Krysia Mihulka, daughter of a judge in Lwow, then southeastern Poland, was nine years old when the Germans invaded Poland on Sept. 1, 1939. This harrowing memoir of her “stolen childhood” tells the fascinating, little-known story of Polish families who were deported during the war and held prisoner on remote work farms in the then-Soviet Republic of Kazakhstan. The author offers vivid memories of early childhood before the war, loving parents and extended family, walks in the park, delicious pastries from the bakery, sledding in winter, the terrifying principal of her elementary school. Then came war, her father forced into hiding, the family forced to share their home with a Soviet officer’s family, then Krysia, her mother and younger brother forced at gunpoint from their home and put on a cattle car for transport to the far reaches of Soviet Asia, where they battled starvation and the elements and uncertainty about the future. Krysia’s mother emerges as the hero, as, time and again, she uses her wits to bargain for the family’s survival. (Krysia recalls that her mother had a number of prophetic dreams, an interesting detail.) The child’s voice offers a heart-wrenching perspective on the evils inflicted by Nazism and Stalinism along with the suffering the family endured – her mother gave birth to a stillborn child in Kazakhstan, a beloved cousin died of typhus. The family’s odyssey eventually took them across the Caspian Sea to Iran where they lived in a refugee camp, and then to Africa. The author emigrated to the United States in 1969 and now lives in California.
Juana & Lucas by Juana Medina; Candlewick Press, 89 pages $14.99. (Ages 7 to 11)
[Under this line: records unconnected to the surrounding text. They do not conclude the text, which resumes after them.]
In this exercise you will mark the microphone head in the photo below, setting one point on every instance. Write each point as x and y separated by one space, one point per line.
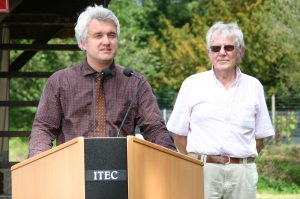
105 72
127 72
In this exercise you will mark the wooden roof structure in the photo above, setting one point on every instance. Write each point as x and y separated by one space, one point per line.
38 21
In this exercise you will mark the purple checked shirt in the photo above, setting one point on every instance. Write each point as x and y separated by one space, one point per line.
64 110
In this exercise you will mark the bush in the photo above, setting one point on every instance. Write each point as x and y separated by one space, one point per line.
286 126
279 170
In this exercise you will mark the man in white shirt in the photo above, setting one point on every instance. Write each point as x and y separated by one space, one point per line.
221 117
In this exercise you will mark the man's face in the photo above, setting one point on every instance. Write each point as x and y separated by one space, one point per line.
101 44
226 55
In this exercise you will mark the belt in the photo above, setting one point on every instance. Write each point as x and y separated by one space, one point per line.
218 159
Juana loves ice cream, Brussels sprouts, drawing, reading, soccer (futbol) and the city of Bogota Colombia. This entertaining and original book - liberally illustrated with Medina’s marvelous cartoons and incorporating Spanish words in a fun and natural way –offers a lively picture of young Juana, her trials at school and her loving family circle all set against the vivid backdrop of one of the world’s biggest cities. Author-illustrator Juana Medina, who teaches at the Corcoran School of the Arts and Design at George Washington University, was born and grew up in Bogota and, we are told, “got in trouble for drawing cartoon versions of her teachers.” Juana tells the story in her own inimitable way (of her furry amigo, her dog Lucas, she says: “Some say Lucas is neurotic. I do not think so. He is actually quite calm, especially while sleeping.”) Young readers will relate to Juana’s misadventures, as she gets into trouble on the school bus for blowing chewing gum bubbles, then accidentally breaks her kitty and rabbit lunch box (“the yogurt inside of it has explotado”), which makes her so sad she can’t solve the math equation at the blackboard (“my day is going downhill faster than an elefante on a skateboard.”) She loves playing soccer at recess even though she has to wear her itchy school uniform with its heavy blazer and itchy skirt. Then comes the bad news: In Mr. Tompkins’ class, she will have to learn English with its impossible pronunciation and confusing spellings so unlike Spanish. It seems impossible, until her beloved grandparents give her a good reason to learn the language, promising a trip to Florida and a meeting with her hero, Astroman. The book is introduced as Juana’s “first adventure” and we look forward to many more.